According to The Times, a 1982 congressional commission blamed internment on “race prejudice, war hysteria and a failure of political leadership.”
That prejudice, it added, predated Pearl Harbor. “The ethnic Japanese, small in number and with no political voice – the citizen generation was just reaching voting age in 1940 – had become a convenient target for political demagogues, and over the years all the major parties indulged in anti-Japanese rhetoric and programs,”it stated. Religious differences also contributed to tension, according to the report.
Sound familiar? It should.
Yesterday, presidential hopeful Donald Trump announced that if elected, he’ll ban Muslims from entering the country. Border officials would ask travelers if they were Muslim, and if they said yes, they would not be permitted to enter the country, he explained.
Trump has since attempted to carve out some loopholes for Muslim athletes, world leaders and members of the armed services, but he hasn’t backed down from the gist of his initial statement. He has no reason to, really:According to the BBC, his supporters cheered the proposal at a South Carolina rally last night.
Trump’s New Hampshire campaign chair, State Rep. Al Baldasaro (R), agreed with him, saying, “What he’s saying is no different than the situation during World War II, when we put the Japanese in camps.” When a Time reporter asked Trump himself for his opinion on the internment of Japanese-Americans, he refused to condemn it. “I would have had to be there at the time to tell you, to give you a proper answer. I certainly hate the concept of it. But I would have had to be there at the time to give you a proper answer,” he said.
To support his position, Trump cited a shaky poll from Frank Gaffney’s far-right and anti-Muslim Center for Security Policy that purportedly shows that a quarter of American Muslims support violence against non-Muslims “as part of global jihad.” Experts called Gaffney’s methodology into question, but this did not deter Trump.
Trump’s proposal simply takes anti-Muslim rhetoric to its logical conclusion. He has already suggested forcing American Muslims to register in a national database, much to the delight of his followers.
The problem with Trump and those who follow him is that their central premise is irredeemably flawed. They assume that all Muslims are violent and seek to engage in acts of terror. In fact, Muslims have lived peacefully in the U.S. for hundreds of years. As historian Peter Manseau noted in his recent book, One Nation Under Gods, many were brought to this country in chains. Others came later. They came as refugees, fleeing war zones. They came here for education, for jobs and yes, for religious freedom – just as my own ancestors did over three hundred years ago.
Yes, some Muslims commit depraved acts in the name of their religion. So do some Christians. Extremism is not the singular province of any single religion or rigidly held belief. We cannot end extremism by excluding an entire religious group from our borders.

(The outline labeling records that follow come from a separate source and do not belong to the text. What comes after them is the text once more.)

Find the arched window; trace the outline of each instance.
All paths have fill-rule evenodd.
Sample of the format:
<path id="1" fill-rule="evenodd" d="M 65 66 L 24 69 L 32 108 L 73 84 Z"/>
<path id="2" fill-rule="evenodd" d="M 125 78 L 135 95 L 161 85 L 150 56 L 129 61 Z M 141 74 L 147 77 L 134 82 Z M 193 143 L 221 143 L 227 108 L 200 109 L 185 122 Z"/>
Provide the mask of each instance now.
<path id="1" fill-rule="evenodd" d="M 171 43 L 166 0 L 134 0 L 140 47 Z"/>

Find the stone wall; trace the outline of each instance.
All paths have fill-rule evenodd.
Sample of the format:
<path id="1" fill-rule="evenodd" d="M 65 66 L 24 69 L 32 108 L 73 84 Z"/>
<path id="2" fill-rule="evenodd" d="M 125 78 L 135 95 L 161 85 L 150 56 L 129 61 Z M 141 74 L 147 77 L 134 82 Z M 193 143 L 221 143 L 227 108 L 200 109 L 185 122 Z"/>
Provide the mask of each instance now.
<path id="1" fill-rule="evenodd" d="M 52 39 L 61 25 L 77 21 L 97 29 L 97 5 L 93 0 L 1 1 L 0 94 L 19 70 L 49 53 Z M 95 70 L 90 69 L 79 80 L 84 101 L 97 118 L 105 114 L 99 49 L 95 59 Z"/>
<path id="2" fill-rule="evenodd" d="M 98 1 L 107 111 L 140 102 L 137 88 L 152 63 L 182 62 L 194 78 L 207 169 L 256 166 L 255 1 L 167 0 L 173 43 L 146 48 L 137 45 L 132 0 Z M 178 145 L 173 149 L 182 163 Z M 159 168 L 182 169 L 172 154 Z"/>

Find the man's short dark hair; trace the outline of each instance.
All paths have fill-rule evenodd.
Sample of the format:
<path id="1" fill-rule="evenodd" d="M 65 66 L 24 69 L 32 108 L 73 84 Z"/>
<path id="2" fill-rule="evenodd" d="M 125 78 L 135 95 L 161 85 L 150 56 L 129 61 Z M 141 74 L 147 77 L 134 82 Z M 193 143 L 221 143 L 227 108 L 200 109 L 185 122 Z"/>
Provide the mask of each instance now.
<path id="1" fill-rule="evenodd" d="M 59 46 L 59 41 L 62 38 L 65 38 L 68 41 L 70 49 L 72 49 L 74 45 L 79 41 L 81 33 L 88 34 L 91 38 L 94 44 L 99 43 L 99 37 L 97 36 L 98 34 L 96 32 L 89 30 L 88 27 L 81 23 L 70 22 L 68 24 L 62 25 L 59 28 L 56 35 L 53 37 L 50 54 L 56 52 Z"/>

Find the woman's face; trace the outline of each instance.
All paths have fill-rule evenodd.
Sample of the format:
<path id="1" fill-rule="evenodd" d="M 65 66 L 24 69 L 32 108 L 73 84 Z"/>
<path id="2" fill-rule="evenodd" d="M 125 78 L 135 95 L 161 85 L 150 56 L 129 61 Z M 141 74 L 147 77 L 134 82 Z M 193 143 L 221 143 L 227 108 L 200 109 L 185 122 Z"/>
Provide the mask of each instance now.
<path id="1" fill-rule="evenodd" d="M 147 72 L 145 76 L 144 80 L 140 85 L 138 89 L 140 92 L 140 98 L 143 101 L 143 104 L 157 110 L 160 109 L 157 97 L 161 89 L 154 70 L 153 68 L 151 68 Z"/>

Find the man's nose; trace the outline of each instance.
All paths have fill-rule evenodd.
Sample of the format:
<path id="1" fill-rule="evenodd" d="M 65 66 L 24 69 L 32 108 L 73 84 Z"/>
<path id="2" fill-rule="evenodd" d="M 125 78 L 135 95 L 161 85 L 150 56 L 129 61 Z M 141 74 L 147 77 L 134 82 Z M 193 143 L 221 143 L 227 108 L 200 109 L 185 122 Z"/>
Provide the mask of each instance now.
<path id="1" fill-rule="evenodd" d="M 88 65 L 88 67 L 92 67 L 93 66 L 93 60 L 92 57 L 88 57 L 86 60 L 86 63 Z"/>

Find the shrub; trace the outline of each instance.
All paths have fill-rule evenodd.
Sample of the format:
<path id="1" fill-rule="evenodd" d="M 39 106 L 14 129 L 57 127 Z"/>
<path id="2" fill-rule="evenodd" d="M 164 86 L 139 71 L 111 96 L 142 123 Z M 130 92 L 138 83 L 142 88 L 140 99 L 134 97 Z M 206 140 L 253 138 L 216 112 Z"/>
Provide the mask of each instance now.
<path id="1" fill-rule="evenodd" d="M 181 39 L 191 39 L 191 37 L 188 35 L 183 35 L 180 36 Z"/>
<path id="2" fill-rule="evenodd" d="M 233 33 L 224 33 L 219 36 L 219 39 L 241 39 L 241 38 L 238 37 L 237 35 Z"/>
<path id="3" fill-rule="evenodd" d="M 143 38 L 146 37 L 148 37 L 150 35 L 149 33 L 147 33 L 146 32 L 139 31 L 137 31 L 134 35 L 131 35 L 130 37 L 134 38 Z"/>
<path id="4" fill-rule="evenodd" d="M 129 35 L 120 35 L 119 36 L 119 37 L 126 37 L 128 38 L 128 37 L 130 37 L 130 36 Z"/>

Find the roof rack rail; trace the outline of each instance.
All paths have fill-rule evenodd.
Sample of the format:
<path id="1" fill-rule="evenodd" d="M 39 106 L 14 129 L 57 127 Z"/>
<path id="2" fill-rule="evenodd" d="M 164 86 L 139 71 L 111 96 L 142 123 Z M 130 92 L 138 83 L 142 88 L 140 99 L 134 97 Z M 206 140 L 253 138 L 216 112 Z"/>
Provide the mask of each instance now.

It’s likely Trump knows this. The First Amendment clearly prohibits the application of any religious test to our immigration procedures. His proposal is a fantasy, but it’s a popular one, and that’s really why it’s so troubling.
We can’t afford another Korematsu. We should instead look to the Bill of Rights, and remember its guarantee of religious freedom applies to everyone and to all religions. It’s the only way to prevent ourselves from repeating a shameful episode of history.